Thirdly, it is necessary to push forward the development of energy trade and chemicals trade. BRICS feature strong complementarity in energy sector. Russia and Brazil are major energy exporters, while China and India raise brisk energy demand and need substantial imports. At present, Russia is China’s largest source of imported crude oil, and Brazil is also one of top ten crude oil suppliers for China. From the perspective of energy trade, BRICS strengthen communication, coordination and infrastructure construction, constantly boost trade facilitation, and achieve win-win effect between energy exporters and energy importers. In addition, there are extensive economic and trade ties between BRICS for chemical products. For example, Indian imports from China amounted to USD61.14 billion in 2015, among which chemical products are worth USD12.1 billion (accounting for 19.8%), second only to electromechanical products. In recent years, India has often taken anti-dumping and other trade protection means to constrain Chinese products. In 2016, India lodged 19 anti-dumping investigation cases against China, which hit a record high over the years. In the first half of 2017 alone, India lodged 12 anti-dumping investigation cases against China. BRICS should create a more unconstrained and fair trade environment and boost the further development of chemicals trade.
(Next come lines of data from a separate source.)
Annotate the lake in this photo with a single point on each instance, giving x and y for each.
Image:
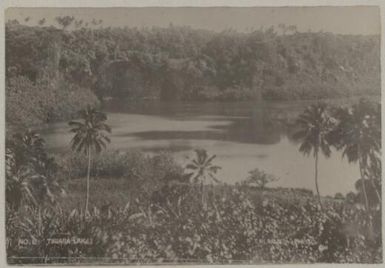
(244, 135)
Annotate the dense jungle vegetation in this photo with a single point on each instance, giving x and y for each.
(149, 209)
(51, 72)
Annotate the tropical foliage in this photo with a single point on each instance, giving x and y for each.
(89, 137)
(179, 63)
(314, 126)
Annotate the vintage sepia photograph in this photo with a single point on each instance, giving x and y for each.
(193, 135)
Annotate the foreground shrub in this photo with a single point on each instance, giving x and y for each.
(233, 228)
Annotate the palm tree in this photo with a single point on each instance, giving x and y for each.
(90, 136)
(314, 127)
(358, 135)
(202, 169)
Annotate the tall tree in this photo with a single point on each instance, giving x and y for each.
(90, 136)
(314, 127)
(358, 135)
(202, 169)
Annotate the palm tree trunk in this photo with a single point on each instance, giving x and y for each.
(375, 189)
(316, 179)
(360, 164)
(88, 179)
(202, 195)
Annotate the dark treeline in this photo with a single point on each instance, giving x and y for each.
(178, 63)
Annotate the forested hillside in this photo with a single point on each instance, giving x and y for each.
(56, 69)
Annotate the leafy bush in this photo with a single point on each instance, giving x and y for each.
(37, 103)
(233, 228)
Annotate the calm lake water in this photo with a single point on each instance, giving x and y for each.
(243, 135)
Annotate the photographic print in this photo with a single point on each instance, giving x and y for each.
(193, 135)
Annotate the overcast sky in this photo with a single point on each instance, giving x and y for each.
(345, 20)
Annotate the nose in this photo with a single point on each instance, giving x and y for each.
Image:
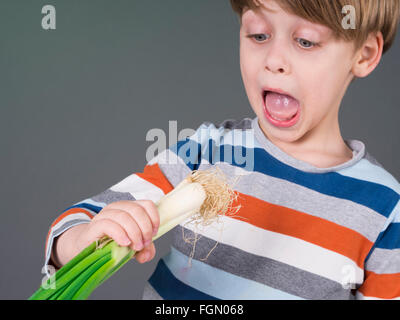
(276, 57)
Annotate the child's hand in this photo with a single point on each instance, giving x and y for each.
(129, 223)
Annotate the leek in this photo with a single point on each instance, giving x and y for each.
(202, 196)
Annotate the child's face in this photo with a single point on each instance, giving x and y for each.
(282, 57)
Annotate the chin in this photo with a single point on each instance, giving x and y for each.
(288, 136)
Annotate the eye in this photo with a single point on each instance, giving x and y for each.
(305, 43)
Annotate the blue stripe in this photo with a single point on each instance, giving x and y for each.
(372, 195)
(85, 206)
(390, 238)
(170, 288)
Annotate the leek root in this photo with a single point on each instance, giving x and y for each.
(201, 197)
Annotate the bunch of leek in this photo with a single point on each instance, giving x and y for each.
(202, 196)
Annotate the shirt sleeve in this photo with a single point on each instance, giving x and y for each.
(382, 267)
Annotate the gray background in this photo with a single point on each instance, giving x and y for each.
(77, 102)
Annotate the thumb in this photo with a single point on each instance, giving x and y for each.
(146, 254)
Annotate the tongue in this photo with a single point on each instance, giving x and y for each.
(281, 106)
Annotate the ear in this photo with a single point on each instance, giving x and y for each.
(369, 56)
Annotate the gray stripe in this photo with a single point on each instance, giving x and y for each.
(263, 270)
(108, 196)
(149, 293)
(384, 261)
(284, 193)
(64, 227)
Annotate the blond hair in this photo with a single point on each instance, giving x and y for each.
(372, 16)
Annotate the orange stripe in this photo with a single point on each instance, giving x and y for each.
(384, 286)
(66, 213)
(297, 224)
(154, 175)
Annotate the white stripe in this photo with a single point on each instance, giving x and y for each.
(92, 202)
(365, 170)
(139, 188)
(289, 250)
(72, 216)
(51, 237)
(360, 296)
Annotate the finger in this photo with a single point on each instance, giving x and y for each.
(128, 223)
(105, 227)
(140, 215)
(146, 254)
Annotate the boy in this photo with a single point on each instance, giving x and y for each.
(319, 217)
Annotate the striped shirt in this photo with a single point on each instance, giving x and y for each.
(302, 232)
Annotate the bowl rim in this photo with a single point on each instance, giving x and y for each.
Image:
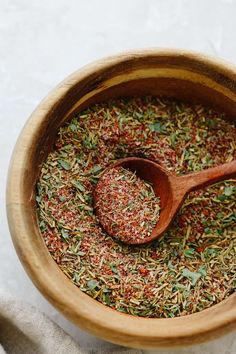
(88, 313)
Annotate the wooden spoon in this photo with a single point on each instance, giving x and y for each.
(171, 189)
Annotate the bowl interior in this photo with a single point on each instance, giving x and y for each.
(186, 77)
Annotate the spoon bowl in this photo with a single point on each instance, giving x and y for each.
(171, 189)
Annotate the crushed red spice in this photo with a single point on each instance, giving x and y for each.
(193, 266)
(126, 206)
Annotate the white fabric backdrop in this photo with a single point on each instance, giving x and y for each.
(43, 41)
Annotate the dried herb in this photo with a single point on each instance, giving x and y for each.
(126, 205)
(193, 266)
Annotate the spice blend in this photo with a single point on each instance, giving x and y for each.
(193, 265)
(126, 205)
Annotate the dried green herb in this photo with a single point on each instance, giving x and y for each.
(193, 265)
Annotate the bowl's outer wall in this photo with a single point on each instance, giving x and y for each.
(178, 74)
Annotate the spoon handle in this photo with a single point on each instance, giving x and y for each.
(204, 178)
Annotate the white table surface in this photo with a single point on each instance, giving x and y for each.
(43, 41)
Fourthly, it is necessary to expand mutual investments in energy and chemical industries. In 2016, BRICS invested nearly USD200 billion in foreign countries, which accounted for 12% of the total global investment. By contrast, investments between BRICS accounted for only 6% of gross overseas investment of these five countries. There are great potentials for investment between BRICS. Especially it is necessary to strengthen cooperation in energy and chemical industries, raise policy transparency, improve the efficiency of administrative review and approval, and increase mutual investments of BRICS in energy and chemical industries.
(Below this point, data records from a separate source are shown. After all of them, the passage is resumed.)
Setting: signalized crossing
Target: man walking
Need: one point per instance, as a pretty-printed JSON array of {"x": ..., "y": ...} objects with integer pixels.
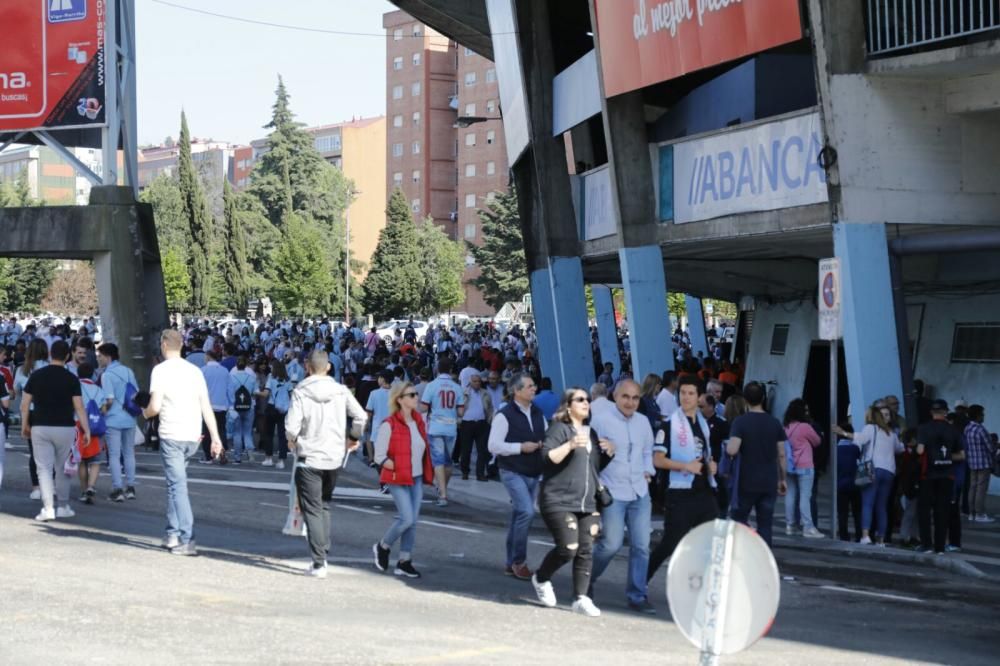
[
  {"x": 179, "y": 396},
  {"x": 316, "y": 427},
  {"x": 627, "y": 478},
  {"x": 759, "y": 438}
]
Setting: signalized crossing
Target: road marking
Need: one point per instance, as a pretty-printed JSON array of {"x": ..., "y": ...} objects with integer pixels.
[
  {"x": 450, "y": 527},
  {"x": 881, "y": 595}
]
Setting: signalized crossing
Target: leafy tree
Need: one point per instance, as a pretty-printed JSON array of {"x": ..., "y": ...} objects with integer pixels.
[
  {"x": 504, "y": 274},
  {"x": 199, "y": 222},
  {"x": 443, "y": 268},
  {"x": 394, "y": 285}
]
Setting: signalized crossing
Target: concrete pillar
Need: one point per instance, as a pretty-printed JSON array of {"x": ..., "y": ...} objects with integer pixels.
[
  {"x": 696, "y": 325},
  {"x": 607, "y": 330},
  {"x": 870, "y": 341}
]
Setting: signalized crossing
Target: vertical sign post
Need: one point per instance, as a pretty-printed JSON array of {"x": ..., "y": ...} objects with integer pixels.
[{"x": 831, "y": 328}]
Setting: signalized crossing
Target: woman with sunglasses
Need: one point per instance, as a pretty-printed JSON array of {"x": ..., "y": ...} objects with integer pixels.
[
  {"x": 572, "y": 457},
  {"x": 404, "y": 456}
]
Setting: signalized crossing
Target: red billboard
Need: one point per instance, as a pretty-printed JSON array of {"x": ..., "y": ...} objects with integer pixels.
[
  {"x": 648, "y": 41},
  {"x": 52, "y": 64}
]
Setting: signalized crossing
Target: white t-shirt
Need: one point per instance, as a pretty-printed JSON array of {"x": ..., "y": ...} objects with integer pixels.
[{"x": 182, "y": 387}]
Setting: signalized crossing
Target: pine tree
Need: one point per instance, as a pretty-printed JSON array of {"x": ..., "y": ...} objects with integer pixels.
[
  {"x": 504, "y": 273},
  {"x": 395, "y": 282},
  {"x": 236, "y": 253},
  {"x": 199, "y": 222}
]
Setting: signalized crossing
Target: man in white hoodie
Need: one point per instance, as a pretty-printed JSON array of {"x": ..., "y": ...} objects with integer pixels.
[{"x": 316, "y": 426}]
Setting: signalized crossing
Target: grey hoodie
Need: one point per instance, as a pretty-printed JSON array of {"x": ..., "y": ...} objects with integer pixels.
[{"x": 317, "y": 421}]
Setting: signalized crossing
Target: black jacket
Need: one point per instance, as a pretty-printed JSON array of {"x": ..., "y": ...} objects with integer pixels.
[{"x": 572, "y": 484}]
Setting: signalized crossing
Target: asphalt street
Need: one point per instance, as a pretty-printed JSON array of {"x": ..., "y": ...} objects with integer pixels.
[{"x": 97, "y": 589}]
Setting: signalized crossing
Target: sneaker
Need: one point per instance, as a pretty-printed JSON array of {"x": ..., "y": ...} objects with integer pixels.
[
  {"x": 546, "y": 595},
  {"x": 381, "y": 556},
  {"x": 187, "y": 549},
  {"x": 405, "y": 568},
  {"x": 584, "y": 606}
]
On the afternoon of September 4, Chairman Frank Ning also attended dialogue session between the Chinese President Xi Jinping and BRICS business community.
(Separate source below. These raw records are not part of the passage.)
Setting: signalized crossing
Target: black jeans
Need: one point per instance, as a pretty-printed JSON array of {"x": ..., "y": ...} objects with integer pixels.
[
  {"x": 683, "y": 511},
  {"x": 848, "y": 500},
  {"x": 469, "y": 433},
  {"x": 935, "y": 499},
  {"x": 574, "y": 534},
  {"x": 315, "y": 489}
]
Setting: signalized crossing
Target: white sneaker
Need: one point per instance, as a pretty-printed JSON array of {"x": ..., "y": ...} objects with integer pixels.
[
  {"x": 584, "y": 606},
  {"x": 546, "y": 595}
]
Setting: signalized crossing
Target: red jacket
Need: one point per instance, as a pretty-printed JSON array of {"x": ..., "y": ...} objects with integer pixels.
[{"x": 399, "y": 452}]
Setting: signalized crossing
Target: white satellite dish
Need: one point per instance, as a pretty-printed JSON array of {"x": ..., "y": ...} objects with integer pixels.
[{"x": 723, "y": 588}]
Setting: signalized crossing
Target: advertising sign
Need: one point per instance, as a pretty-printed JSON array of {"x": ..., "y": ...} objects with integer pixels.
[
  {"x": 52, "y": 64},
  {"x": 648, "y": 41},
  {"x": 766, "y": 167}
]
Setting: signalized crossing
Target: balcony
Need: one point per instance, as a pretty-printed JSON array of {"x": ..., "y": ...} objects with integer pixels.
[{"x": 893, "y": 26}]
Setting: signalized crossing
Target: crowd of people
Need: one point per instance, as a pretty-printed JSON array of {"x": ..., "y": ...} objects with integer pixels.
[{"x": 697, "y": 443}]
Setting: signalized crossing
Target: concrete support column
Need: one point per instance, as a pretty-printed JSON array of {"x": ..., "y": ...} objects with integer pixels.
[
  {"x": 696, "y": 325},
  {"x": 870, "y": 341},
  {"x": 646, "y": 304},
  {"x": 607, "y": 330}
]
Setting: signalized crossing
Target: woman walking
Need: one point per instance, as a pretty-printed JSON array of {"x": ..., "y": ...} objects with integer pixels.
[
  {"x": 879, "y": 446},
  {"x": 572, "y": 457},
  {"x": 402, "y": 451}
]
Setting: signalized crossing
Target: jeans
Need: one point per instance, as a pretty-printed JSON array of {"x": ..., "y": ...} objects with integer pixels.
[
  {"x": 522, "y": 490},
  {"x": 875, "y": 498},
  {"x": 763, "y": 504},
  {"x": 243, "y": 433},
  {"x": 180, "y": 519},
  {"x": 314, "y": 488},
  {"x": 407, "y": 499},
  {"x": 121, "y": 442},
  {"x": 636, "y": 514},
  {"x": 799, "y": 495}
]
BRICS Business Forum 2017 was an important supporting event for the simultaneous 9th BRICS Summit. Themed with “BRICS: Stronger Partnership for a Brighter Future”, this Forum consisted of four panel discussions on “Trade and Investment”, “Financial Cooperation and Development”, “Interconnectivity” and “Blue Economy”, respectively. About 1,000 guests from chambers of commerce, research institutions, well-known enterprises and representative small and medium-sized enterprises of BRICS and other emerging economies, as well as representatives from relevant international organizations and institutions attended the opening ceremony.